Blade Runner: The Greatest Story Ever Told
The film is actually a story about the rogue replicant Roy Batty, played by the actor Rutger Hauer. Roy Batty is the leader of a gang of replicants that Deckard is sent to catch and terminate after the first Blade Runner, Detective Holden, is wounded at the beginning of the film. Batty resembles the main character in Sumerian classic – Gilgamesh, a heroic demi-god who is also a king of Sumer. Batty’s chief supporter is the powerful replicant Leon, whose strength is displayed on several noticeable moments during the film (like when he wounds Holden and confronts Deckard). Leon is like the supporting character Enkidu in the Sumerian legend, a powerful man who’s an aide to Gilgamesh throughout the first half of the story.

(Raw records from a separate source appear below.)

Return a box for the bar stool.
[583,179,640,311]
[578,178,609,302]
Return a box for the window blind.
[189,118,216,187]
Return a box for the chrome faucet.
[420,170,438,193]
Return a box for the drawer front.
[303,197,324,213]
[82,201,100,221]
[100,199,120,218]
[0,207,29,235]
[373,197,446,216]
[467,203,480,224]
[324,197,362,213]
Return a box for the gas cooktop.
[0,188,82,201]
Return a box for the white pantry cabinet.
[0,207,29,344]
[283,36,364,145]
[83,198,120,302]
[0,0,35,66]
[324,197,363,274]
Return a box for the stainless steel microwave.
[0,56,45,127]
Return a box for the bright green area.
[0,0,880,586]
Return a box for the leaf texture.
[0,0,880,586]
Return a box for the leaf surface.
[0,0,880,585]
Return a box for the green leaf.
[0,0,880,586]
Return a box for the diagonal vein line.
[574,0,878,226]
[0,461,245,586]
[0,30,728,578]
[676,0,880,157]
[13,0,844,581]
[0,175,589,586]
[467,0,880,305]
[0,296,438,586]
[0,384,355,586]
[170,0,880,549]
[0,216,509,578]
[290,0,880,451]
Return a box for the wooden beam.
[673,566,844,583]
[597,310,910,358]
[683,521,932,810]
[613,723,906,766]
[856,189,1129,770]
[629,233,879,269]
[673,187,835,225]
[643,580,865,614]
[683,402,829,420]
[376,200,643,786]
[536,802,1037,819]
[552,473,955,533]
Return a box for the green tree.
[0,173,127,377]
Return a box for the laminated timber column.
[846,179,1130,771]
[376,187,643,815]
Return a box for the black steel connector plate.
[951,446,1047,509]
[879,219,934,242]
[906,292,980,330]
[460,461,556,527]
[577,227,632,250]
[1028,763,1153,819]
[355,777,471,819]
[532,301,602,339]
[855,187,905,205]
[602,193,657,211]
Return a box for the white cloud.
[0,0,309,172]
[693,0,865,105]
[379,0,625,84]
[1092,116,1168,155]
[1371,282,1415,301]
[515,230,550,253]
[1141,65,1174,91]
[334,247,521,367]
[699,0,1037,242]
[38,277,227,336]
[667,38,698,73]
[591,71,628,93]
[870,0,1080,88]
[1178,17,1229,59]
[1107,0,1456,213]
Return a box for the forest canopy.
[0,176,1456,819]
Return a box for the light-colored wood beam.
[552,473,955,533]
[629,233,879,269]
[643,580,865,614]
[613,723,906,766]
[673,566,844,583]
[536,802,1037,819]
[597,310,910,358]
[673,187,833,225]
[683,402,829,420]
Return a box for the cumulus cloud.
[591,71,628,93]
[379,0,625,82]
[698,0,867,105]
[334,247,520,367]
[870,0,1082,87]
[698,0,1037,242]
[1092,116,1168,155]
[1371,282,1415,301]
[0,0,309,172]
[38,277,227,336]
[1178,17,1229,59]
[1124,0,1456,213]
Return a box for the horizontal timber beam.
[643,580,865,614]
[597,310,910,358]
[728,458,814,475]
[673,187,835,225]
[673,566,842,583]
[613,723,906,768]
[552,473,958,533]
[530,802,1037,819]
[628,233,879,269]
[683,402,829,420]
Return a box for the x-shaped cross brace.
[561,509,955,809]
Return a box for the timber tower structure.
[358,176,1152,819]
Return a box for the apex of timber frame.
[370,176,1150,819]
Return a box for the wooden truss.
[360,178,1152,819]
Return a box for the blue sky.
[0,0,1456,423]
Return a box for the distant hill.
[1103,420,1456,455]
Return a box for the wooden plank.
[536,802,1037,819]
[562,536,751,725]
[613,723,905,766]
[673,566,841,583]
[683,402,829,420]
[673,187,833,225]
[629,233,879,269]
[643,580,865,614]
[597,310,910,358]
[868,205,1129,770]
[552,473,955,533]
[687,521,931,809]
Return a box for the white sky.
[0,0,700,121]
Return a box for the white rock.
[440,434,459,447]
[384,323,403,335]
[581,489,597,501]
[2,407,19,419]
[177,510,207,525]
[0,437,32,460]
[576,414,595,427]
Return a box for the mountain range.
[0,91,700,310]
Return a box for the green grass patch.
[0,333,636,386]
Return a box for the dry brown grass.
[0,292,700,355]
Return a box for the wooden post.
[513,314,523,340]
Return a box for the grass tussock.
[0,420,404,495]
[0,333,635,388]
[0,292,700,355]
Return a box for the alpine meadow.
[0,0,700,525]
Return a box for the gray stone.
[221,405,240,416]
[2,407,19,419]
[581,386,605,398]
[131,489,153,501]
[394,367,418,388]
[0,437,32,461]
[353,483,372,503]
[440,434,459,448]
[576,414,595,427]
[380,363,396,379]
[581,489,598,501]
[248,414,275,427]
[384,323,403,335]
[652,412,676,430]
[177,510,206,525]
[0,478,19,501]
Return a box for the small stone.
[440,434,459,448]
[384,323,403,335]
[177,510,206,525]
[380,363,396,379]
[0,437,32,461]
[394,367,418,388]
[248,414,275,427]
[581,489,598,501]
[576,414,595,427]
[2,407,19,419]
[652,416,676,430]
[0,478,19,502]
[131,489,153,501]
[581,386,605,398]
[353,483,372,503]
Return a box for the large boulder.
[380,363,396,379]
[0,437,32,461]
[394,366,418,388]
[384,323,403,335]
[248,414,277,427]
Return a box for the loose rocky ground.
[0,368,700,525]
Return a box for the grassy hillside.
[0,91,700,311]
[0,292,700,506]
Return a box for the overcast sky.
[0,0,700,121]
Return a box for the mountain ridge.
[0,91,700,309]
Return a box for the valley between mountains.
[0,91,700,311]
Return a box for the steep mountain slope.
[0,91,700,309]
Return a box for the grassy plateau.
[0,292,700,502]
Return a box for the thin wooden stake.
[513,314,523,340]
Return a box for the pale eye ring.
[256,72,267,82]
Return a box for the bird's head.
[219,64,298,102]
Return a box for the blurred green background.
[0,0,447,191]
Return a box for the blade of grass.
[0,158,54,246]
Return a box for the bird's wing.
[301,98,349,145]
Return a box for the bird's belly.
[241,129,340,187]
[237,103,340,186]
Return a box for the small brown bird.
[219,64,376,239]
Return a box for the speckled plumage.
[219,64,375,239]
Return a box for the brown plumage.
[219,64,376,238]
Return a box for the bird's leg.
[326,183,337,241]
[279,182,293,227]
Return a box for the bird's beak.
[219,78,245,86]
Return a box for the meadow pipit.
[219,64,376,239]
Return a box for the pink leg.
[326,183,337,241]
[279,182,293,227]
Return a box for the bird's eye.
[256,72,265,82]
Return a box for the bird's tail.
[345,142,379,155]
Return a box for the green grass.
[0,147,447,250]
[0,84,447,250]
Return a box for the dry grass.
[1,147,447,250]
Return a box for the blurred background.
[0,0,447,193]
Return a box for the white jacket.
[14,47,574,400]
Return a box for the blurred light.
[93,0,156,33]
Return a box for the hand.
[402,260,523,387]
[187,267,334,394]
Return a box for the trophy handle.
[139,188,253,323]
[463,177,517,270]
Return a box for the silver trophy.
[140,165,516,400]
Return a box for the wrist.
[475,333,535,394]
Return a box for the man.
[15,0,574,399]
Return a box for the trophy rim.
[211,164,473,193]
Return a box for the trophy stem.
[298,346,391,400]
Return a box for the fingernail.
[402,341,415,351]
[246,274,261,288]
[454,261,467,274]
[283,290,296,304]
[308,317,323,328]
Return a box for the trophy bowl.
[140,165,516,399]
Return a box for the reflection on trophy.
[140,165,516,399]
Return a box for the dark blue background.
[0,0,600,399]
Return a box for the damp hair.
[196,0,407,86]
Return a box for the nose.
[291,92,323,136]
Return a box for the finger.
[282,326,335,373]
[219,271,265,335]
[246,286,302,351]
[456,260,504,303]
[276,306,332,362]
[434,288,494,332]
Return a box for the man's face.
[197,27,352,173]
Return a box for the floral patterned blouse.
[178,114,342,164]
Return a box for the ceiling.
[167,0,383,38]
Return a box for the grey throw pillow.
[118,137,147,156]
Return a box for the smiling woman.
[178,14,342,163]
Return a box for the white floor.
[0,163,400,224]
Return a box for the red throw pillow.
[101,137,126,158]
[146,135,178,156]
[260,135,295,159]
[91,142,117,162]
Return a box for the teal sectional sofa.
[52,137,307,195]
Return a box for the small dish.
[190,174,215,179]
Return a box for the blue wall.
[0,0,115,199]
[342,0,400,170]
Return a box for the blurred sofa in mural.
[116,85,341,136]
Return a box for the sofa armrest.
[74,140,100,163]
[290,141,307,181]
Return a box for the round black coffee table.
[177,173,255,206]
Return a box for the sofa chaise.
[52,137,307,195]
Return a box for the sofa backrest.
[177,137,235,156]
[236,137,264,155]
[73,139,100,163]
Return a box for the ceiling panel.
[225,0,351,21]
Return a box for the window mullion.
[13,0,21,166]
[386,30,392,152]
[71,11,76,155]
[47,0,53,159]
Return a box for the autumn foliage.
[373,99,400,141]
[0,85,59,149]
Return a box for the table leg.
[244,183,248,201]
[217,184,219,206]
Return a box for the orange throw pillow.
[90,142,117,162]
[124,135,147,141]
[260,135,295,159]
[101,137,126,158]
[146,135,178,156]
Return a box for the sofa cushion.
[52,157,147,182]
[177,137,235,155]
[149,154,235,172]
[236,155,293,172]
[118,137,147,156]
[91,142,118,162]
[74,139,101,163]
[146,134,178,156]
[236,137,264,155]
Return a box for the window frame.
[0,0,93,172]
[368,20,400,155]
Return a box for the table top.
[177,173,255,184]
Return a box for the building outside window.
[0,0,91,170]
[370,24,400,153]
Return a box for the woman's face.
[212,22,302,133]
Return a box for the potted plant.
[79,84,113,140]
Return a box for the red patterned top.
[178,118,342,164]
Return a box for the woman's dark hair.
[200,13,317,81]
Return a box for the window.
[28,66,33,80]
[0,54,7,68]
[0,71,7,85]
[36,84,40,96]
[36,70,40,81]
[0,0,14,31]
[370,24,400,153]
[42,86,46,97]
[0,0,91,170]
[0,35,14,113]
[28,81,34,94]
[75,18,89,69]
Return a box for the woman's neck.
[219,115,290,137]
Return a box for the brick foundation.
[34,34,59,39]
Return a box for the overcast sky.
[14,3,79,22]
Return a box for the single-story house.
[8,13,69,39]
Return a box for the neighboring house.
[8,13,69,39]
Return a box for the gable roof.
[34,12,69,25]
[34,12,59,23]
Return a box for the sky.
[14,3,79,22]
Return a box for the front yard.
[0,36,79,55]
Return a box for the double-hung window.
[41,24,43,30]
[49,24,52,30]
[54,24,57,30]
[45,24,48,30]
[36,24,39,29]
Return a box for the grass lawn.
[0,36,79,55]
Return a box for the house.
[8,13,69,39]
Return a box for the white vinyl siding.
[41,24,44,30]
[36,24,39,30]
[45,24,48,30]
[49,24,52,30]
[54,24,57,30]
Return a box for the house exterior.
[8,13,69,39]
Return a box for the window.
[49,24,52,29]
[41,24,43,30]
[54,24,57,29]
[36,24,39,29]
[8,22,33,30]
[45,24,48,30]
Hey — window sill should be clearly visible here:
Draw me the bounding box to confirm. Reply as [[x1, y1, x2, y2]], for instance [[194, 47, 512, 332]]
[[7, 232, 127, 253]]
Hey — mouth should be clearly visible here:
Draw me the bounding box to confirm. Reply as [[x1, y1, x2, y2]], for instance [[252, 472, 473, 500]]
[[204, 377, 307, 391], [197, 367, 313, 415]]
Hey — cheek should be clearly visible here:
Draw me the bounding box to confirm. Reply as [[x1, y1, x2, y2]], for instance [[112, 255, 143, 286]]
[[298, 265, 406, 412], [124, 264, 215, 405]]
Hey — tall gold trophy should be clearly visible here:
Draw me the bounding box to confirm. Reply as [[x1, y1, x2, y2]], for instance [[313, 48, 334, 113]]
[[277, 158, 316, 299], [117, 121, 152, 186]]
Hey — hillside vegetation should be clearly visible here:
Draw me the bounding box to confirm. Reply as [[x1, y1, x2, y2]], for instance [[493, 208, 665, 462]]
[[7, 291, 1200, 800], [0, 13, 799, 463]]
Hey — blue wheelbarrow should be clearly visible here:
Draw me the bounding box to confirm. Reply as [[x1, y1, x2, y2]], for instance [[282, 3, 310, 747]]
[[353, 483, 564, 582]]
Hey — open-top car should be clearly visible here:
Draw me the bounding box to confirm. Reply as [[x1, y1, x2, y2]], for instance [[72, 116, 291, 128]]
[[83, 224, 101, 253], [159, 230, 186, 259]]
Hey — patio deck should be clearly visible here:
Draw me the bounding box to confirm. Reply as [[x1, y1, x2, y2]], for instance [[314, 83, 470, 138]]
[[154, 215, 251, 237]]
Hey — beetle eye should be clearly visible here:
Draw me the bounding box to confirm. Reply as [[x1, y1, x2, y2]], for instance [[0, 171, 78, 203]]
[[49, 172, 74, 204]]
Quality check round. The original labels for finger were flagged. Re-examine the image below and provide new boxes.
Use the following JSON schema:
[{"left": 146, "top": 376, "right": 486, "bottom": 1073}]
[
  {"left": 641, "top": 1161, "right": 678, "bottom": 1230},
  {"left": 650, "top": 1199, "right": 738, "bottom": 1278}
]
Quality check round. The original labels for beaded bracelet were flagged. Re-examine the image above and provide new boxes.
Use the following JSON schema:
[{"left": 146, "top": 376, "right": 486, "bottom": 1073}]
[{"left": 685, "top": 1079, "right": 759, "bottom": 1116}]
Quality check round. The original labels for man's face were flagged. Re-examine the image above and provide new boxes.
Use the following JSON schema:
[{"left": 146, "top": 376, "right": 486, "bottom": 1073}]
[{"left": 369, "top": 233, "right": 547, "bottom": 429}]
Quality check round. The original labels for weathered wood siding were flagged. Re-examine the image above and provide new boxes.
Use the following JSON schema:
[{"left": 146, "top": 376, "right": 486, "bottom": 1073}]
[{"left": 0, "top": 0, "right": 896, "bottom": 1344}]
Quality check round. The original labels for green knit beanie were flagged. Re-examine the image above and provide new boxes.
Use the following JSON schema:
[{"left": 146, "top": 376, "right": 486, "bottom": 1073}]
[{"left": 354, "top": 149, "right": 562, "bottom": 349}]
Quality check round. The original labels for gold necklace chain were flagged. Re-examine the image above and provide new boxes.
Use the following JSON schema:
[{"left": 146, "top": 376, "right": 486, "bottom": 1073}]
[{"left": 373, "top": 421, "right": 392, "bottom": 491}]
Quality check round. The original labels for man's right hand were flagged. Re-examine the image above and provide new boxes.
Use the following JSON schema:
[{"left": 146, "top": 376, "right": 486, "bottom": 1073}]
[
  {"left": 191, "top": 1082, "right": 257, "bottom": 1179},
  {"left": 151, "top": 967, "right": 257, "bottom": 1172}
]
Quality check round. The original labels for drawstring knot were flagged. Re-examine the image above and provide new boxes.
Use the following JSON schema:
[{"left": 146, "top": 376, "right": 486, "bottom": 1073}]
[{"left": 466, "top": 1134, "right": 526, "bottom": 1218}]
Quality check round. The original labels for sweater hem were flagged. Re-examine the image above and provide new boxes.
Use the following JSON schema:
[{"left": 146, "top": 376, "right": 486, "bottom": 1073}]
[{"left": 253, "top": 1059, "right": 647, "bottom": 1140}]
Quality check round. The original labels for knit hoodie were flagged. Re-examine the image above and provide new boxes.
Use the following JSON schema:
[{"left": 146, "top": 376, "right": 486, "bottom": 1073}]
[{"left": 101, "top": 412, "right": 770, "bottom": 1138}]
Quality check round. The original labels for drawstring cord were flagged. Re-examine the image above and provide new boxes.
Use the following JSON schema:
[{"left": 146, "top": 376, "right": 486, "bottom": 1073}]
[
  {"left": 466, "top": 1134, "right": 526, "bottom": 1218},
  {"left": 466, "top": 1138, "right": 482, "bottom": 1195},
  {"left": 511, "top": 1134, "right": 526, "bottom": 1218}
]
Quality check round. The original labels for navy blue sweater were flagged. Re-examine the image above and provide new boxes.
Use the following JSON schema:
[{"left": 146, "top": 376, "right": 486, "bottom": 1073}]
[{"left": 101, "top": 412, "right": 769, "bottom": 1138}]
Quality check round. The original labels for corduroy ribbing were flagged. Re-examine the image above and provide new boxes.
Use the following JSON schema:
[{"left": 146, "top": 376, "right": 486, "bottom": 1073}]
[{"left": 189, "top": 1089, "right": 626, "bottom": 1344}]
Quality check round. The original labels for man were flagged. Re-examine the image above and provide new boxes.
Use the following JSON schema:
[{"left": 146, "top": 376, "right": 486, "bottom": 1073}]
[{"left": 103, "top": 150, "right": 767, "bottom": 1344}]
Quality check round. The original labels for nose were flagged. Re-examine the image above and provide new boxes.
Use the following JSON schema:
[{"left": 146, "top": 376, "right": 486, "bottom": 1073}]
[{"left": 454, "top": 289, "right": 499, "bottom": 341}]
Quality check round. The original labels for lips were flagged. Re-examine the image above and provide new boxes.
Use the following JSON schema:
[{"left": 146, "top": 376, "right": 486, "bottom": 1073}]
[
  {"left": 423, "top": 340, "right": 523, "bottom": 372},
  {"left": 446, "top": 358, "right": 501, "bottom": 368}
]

Gilgamesh is out to seek immortality, just like how Roy Batty is trying to gain immortality, or at the very least, he is seeking to have an increase in his limited life (he is approaching the 4 year failsafe that will trigger his ‘death’). Not to mention that Batty is, in fact, a type of demi-god just like Gilgamesh. The search for immortality is one of the enduring testaments of human life. As one priest ironically said about death, “Why worry? Worry about death, and you will die. Don’t worry about death, and you will die. So why worry about death?” Gilgamesh, with Enkidu by his side, seeks out immortality and in this journey, Enkidu is killed and Gilgamesh loses his only true friend as a result of his egoism precisely half way through the story. Half way through the film, Leon, who is working with Batty and seeking life, questions himself when he confronts Deckard in the streets. While he is stronger than Deckard and nearly kills him, he is killed by the heroine Rachael, thus saving Deckard in the process. With Leon’s death, Batty loses his most powerful ally in his quest to achieve a new lot on life just as Gilgamesh did with the loss of Enkidu.